So, I thought maybe an update from 2.4.4_3 to 2.4.5 might be a good idea. Sometimes it tells me I'm on the latest version. If I refresh enough it tells me there is an update to 2.4.5 available. If I keep refreshing it bounces between the two. It fails here:
[118/136] Fetching check_reload_status-0.0.8.txz: .... done [119/136] Fetching ccache-3.7.1.txz: .......... done [120/136] Fetching ca_root_nss-3.51.txz: .......... done [121/136] Fetching bsnmp-ucd-0.4.4.txz: ... done [122/136] Fetching bind-tools-9.14.12.txz: .......... done [123/136] Fetching python37-3.7.7.txz: .......... done Certificate verification failed for /C=US/ST=MA/L=Lowell/O=Arris Group, Inc./OU=Telco CPE/CN=dsldevice.domain_not_set.invalid 12972724:error:14090086:SSL routines:ssl3_get_server_certificate:certificate verify failed:/usr/local/poudriere/jails/pfSense_v2_4_5_amd64/usr/src/crypto/openssl/ssl/s3_clnt.c:1269: Certificate verification failed for /C=US/ST=MA/L=Lowell/O=Arris Group, Inc./OU=Telco CPE/CN=dsldevice.domain_not_set.invalid 12972724:error:14090086:SSL routines:ssl3_get_server_certificate:certificate verify failed:/usr/local/poudriere/jails/pfSense_v2_4_5_amd64/usr/src/crypto/openssl/ssl/s3_clnt.c:1269: pkg-static: https://pkg.pfsense.org/pfSense_v2_4_5_amd64-pfSense_v2_4_5/All/isc-dhcp44-server-4.4.1_4.txz: Authentication error Failed
Why is it looking at the certificate from the DSL Arris modem? That makes no sense at all!
Next, I disabled the AT&T gateway from the gateway groups. The Dig result is the same. Finally I disabled the OPT1 interface entirely and the problem appears to have gone away.
This is very confusing to me. Does anyone have any insight as to what's going on? It seems almost like a MITM on the Arris DSL modem.
-
@Stewart said in Very strange DNS / Routing Issues:
Why is it looking at the certificate from the DSL Arris modem? That makes no sense at all!
That's already answered by yourself :
@Stewart said in Very strange DNS / Routing Issues:
Why on earth is it resolving to 192.168.1.254?
If DNS requests tend to get back 192.168.1.254 then, yes, the update sofwtare will contact this 192.168.1.2541 for the updates.
That messy, and certificate problems is just the tip of the iceberg.By 192.168.1.254 .. Dono.
That about shutting down that OPT1 interface ?
Or start to detail your DNS setup ..
@Stewart said in Very strange DNS / Routing Issues:Sometimes it tells me I'm on the latest version
2.4.5, came out last month - or the month before. https://www.netgate.com/blog/pfsense-2-4-5-release-now-available.html
-
I'm sorry. I'm not understanding what you wrote. Unbound has forwarding disabled so it should be doing it's own resolving. I'm not sure what else you would want me to detail.
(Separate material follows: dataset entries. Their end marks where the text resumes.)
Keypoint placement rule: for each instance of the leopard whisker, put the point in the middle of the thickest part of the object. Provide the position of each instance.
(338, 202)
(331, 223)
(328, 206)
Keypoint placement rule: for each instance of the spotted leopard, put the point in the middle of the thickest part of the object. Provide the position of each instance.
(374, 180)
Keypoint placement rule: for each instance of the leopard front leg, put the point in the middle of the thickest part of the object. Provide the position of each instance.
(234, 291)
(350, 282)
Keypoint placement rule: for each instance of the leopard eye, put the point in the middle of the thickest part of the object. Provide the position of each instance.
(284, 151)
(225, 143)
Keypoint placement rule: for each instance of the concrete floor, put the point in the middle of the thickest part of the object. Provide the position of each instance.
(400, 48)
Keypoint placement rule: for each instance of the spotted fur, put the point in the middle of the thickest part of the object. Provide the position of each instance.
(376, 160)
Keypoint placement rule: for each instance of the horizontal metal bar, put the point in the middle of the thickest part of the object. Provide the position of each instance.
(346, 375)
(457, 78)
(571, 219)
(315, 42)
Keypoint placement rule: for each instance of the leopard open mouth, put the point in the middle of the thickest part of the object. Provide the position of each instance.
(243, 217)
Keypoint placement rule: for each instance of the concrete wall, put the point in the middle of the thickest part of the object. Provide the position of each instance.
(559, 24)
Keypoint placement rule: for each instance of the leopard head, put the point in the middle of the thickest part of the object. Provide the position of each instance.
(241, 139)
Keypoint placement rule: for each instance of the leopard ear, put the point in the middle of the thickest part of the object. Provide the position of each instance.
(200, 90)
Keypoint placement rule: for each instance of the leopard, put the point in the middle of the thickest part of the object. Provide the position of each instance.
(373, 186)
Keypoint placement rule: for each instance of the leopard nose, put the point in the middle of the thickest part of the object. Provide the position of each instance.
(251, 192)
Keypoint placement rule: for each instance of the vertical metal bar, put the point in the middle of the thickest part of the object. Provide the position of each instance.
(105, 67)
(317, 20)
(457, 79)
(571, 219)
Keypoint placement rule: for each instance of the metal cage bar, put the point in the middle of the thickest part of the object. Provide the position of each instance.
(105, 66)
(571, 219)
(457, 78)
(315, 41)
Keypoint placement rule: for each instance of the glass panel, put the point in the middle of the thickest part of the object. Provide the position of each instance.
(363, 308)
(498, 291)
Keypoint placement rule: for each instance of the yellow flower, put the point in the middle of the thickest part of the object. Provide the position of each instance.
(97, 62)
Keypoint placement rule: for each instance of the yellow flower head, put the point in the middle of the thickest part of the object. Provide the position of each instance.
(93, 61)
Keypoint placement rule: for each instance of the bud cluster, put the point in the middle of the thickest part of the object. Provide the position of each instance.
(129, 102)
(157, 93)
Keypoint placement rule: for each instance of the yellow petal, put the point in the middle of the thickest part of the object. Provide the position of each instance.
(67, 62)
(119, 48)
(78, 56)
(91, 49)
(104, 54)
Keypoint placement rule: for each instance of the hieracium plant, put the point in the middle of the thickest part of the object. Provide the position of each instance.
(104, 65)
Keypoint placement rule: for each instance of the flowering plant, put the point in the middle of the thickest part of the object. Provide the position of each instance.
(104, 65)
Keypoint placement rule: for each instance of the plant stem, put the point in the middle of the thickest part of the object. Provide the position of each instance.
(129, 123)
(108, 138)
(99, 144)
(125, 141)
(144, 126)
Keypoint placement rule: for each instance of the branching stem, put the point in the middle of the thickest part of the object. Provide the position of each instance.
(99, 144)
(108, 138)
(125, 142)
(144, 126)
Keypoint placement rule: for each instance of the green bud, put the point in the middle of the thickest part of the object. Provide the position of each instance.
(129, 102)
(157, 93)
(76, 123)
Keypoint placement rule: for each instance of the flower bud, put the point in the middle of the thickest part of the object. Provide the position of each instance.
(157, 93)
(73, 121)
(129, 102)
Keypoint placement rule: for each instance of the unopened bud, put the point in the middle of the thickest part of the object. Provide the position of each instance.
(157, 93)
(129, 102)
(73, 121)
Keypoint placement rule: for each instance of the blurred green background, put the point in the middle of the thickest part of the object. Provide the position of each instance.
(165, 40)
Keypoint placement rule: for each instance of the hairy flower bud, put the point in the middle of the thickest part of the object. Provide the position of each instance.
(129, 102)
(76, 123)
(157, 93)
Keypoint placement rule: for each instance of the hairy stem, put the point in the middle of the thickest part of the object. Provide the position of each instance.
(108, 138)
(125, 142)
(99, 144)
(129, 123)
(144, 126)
Network Interfaces: LAN+All VLANS
Outgoing Network Interfaces: LAN + OPT1
DNSSEC: ON
Forwarding: OFF
DHCP Registration: ON
Static DHCP: ON
OpenVPN Clients: ONAs for the version issue. Just refreshing changes whether it says I'm on the latest or if there is a new version available. If i keep refreshing it switches back and forth. I'm assuming that is because sometimes there is response on the WAN and sometimes on the OPT1, however, I would expect it to either be correct in showing 2.4.5 or just fail. Since I've disabled OPT1 it's been correct every time I refresh.
I know there is some kind of DNS issue on the AT&T side. I'm facing 2 issues that I see:
- Why DNS queries are sent out of OPT1 when the routing is still going out of WAN.
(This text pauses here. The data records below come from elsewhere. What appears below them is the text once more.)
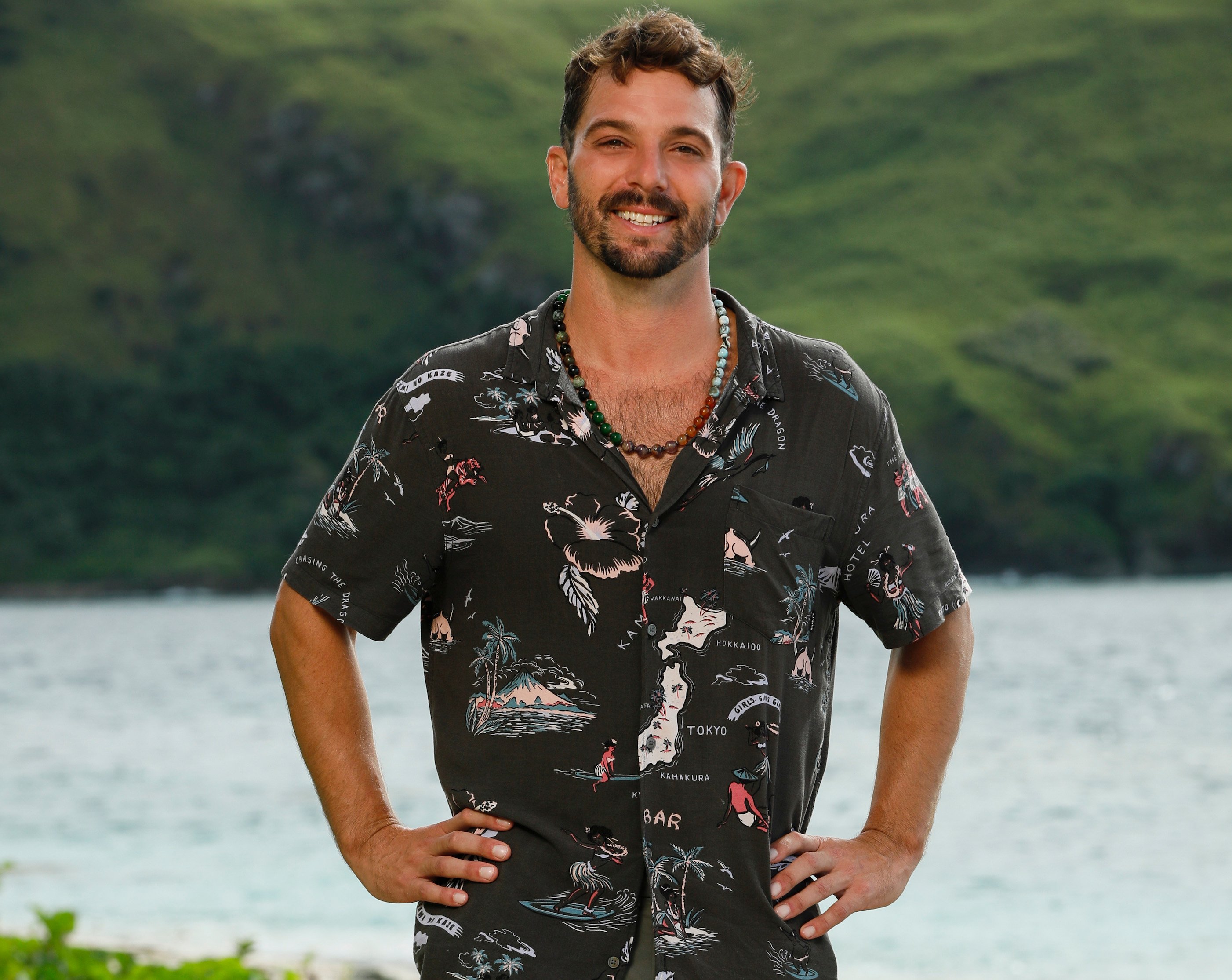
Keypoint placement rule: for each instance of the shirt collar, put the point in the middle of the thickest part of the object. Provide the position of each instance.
(757, 370)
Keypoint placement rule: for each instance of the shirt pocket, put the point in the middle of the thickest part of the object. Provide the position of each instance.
(774, 579)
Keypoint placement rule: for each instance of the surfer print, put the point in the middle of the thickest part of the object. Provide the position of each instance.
(618, 674)
(593, 903)
(794, 961)
(525, 415)
(604, 771)
(829, 369)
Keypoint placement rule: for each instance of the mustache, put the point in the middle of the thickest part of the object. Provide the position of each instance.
(657, 200)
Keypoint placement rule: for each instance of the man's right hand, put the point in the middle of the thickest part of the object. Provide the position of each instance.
(397, 864)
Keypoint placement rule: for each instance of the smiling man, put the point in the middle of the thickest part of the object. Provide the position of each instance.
(629, 519)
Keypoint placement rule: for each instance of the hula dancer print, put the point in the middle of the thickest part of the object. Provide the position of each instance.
(677, 930)
(748, 781)
(599, 542)
(911, 491)
(523, 697)
(886, 582)
(615, 910)
(334, 512)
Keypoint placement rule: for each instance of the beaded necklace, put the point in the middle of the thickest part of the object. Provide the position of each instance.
(628, 445)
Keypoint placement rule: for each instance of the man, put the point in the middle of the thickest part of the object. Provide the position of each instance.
(632, 513)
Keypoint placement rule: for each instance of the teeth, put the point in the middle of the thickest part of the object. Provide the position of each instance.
(640, 219)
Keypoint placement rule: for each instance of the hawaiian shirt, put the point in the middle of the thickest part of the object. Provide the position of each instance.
(643, 692)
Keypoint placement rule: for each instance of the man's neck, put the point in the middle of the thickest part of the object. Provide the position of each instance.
(641, 327)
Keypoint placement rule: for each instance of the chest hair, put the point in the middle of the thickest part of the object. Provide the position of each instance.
(653, 413)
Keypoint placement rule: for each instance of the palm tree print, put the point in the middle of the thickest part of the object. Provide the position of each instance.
(687, 862)
(799, 600)
(333, 514)
(496, 654)
(676, 925)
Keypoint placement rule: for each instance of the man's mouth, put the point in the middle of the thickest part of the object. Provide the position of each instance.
(646, 221)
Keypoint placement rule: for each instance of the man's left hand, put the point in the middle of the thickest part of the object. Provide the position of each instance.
(868, 872)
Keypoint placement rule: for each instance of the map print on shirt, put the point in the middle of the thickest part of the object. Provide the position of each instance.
(660, 741)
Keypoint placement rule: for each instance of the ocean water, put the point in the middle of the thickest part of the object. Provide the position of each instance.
(151, 782)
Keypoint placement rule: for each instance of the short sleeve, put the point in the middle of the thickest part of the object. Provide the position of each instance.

- Why DNS is failing and returning the wrong info over the DSL where it shows google.com at 192.168.1.254 and the Arris modem is trying to pass off the certificates. I assume that is because that is what the modem is sending.
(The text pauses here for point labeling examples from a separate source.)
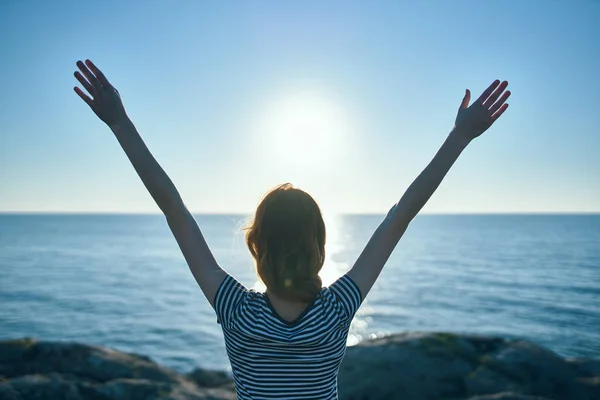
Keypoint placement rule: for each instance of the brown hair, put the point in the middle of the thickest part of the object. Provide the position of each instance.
(287, 240)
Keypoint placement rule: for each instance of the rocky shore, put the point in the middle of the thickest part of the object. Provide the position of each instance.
(409, 366)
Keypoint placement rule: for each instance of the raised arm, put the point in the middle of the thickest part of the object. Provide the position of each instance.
(106, 103)
(470, 123)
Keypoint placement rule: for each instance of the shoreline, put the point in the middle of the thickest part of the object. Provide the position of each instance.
(413, 365)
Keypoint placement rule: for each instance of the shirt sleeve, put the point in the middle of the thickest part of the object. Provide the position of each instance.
(348, 295)
(228, 298)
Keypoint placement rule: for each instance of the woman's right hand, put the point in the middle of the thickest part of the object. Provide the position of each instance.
(473, 120)
(105, 101)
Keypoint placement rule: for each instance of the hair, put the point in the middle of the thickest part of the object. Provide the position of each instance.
(287, 241)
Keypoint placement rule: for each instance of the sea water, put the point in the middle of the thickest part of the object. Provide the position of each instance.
(121, 281)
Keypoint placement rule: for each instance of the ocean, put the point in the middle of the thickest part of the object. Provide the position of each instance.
(121, 281)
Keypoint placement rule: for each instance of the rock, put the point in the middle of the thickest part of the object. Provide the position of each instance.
(507, 396)
(585, 366)
(446, 366)
(410, 366)
(72, 371)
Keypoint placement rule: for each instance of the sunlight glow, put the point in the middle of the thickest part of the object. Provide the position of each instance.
(303, 128)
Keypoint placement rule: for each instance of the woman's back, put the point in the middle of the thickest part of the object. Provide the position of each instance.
(275, 359)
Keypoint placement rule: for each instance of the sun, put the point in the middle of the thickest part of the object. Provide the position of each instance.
(303, 128)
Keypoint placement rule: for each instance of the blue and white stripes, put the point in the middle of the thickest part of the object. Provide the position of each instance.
(275, 359)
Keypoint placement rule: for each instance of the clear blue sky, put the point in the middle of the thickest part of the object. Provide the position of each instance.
(348, 100)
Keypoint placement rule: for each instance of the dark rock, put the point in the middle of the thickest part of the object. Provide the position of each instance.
(444, 366)
(73, 371)
(507, 396)
(410, 366)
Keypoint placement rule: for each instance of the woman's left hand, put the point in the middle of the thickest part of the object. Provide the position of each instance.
(105, 100)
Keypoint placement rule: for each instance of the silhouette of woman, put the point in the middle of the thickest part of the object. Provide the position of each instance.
(288, 342)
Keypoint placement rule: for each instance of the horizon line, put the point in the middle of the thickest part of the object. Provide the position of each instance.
(237, 213)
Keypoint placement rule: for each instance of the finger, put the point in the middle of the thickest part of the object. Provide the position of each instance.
(466, 99)
(85, 83)
(488, 91)
(499, 112)
(488, 103)
(83, 96)
(499, 103)
(103, 81)
(88, 74)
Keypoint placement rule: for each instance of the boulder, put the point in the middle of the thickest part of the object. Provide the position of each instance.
(408, 366)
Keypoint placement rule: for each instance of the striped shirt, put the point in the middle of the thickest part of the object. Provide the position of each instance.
(274, 359)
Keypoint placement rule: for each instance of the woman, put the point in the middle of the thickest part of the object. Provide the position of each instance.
(288, 342)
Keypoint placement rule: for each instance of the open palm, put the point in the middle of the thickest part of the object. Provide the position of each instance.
(105, 101)
(475, 119)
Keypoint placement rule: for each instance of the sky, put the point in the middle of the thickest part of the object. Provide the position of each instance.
(346, 100)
My best guess at this moment is that the DSL modem has been reset and is intercepting all of the traffic because it's waiting for a user to log in and activate. That's the only thing I can think of that would cause it to behave in this way. (I HATE DSL). I suppose what I need to know, then, is how to limit DNS queries to go out the interface that is the current route. I don't want queries going out OPT1 when routing has the data going over the WAN.